Resize the volume contained in a 5D tensor of shape - [batch, channels, depth, height, width] (for 'th' dim_ordering) - [batch, depth, height, width, channels] (for 'tf' dim_ordering) by a factor of (depth_factor, height_factor, width_factor). Both factors should be positive integers.


repeat

repeat(x, n)

Repeat a 2D tensor.

If x has shape (samples, dim) and n=2, the output will have shape (samples, 2, dim).


batch_flatten

batch_flatten(x)

Turn a n-D tensor into a 2D tensor where the first dimension is conserved.


expand_dims

expand_dims(x, dim=-1)

Add a 1-sized dimension at index "dim".


squeeze

squeeze(x, axis)

Remove a 1-dimension from the tensor at index "axis".


temporal_padding

temporal_padding(x, padding=1)

Pad the middle dimension of a 3D tensor with "padding" zeros left and right.

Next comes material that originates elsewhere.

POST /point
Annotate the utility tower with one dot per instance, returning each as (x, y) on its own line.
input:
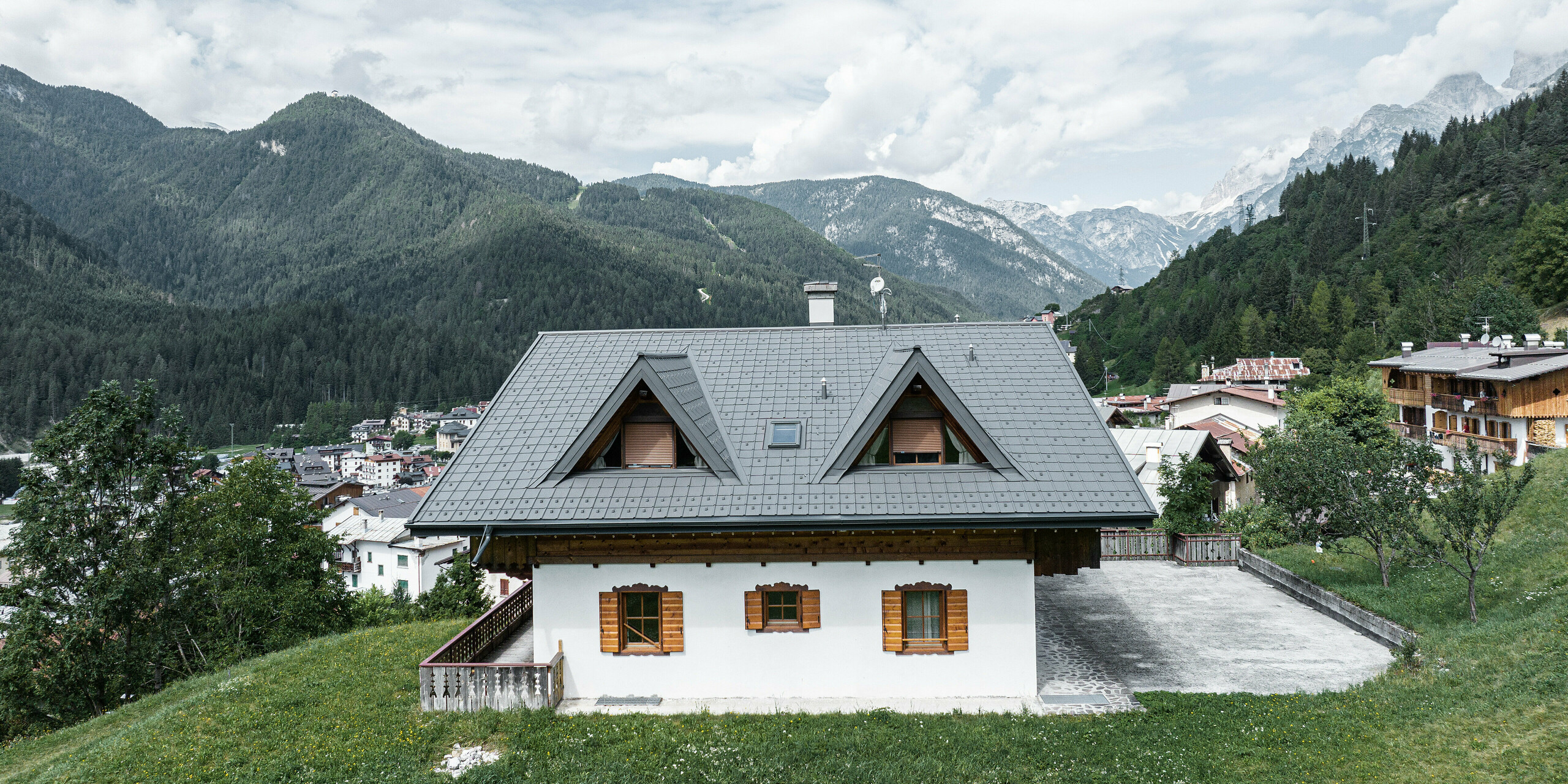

Apologies for the inane API, but Theano makes this really hard.


spatial_2d_padding

spatial_2d_padding(x, padding=(1, 1), dim_ordering='th')

Pad the 2nd and 3rd dimensions of a 4D tensor with "padding[0]" and "padding[1]" (resp.) zeros left and right.


spatial_3d_padding

spatial_3d_padding(x, padding=(1, 1, 1), dim_ordering='th')

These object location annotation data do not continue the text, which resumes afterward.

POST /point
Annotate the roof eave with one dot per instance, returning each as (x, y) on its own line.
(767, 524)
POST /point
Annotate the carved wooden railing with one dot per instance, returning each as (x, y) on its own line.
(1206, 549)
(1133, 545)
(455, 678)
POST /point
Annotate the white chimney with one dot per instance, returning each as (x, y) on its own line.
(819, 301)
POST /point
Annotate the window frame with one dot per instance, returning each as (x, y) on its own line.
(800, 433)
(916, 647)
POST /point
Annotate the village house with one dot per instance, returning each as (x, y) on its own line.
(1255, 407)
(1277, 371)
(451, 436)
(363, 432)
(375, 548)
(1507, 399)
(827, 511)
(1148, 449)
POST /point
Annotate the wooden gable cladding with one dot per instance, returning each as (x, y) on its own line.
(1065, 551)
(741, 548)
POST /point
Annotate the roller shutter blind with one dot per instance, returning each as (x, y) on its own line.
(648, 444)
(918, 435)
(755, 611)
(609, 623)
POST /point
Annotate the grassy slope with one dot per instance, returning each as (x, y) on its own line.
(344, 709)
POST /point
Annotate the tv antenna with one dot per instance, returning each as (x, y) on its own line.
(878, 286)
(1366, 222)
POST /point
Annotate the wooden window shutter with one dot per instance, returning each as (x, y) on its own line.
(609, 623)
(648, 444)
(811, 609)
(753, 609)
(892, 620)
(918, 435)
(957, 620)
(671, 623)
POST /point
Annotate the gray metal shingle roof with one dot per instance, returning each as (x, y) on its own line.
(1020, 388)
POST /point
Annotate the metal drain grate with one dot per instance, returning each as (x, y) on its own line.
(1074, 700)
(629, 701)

Pad the 2nd, 3rd and 4th dimensions of a 5D tensor with "padding[0]", "padding[1]" and "padding[2]" (resp.) zeros left and right.


batch_get_value

batch_get_value(xs)

Returns the value of more than one tensor variable, as a list of Numpy arrays.


stop_gradient

stop_gradient(variables)

Returns variables but with zero gradient with respect to every other variables.


rnn

rnn(step_function, inputs, initial_states, go_backwards=False, mask=None, constants=None, unroll=False, input_length=None)

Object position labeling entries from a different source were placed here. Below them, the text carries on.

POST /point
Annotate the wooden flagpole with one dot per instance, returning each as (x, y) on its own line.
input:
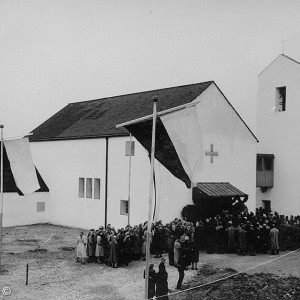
(129, 178)
(149, 225)
(161, 113)
(1, 198)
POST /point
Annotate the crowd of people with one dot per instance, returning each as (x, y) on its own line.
(244, 233)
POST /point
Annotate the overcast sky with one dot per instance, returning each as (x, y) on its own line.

Iterates over the time dimension of a tensor.

Arguments

  • inputs: tensor of temporal data of shape (samples, time, ...) (at least 3D).
  • step_function:
  • Parameters:
    • input: tensor with shape (samples, ...) (no time dimension), representing input for the batch of samples at a certain time step.
    • states: list of tensors.
  • Returns:
    • output: tensor with shape (samples, ...) (no time dimension),
    • new_states: list of tensors, same length and shapes as 'states'.
  • initial_states: tensor with shape (samples, ...) (no time dimension), containing the initial values for the states used in the step function.
  • go_backwards: boolean. If True, do the iteration over the time dimension in reverse order.
  • mask: binary tensor with shape (samples, time), with a zero for every element that is masked.
  • constants: a list of constant values passed at each step.
  • unroll: whether to unroll the RNN or to use a symbolic loop (scan).
  • input_length: must be specified if using unroll.

Returns

A tuple (last_output, outputs, new_states). - last_output: the latest output of the rnn, of shape (samples, ...) - outputs: tensor with shape (samples, time, ...) where each entry outputs[s, t] is the output of the step function at time t for sample s. - new_states: list of tensors, latest states returned by the step function, of shape (samples, ...).


switch

switch(condition, then_expression, else_expression)

condition: scalar tensor.


conv2d

conv2d(x, kernel, strides=(1, 1), border_mode='valid', dim_ordering='th', image_shape=None, filter_shape=None, filter_dilation=(1, 1))

2D convolution.

Arguments

  • kernel: kernel tensor.
  • strides: strides tuple.
  • border_mode: string, "same" or "valid".
  • dim_ordering: "tf" or "th". Whether to use Theano or TensorFlow dimension ordering in inputs/kernels/ouputs.

conv3d

conv3d(x, kernel, strides=(1, 1, 1), border_mode='valid', dim_ordering='th', volume_shape=None, filter_shape=None)

Run on cuDNN if available. - border_mode: string, "same" or "valid".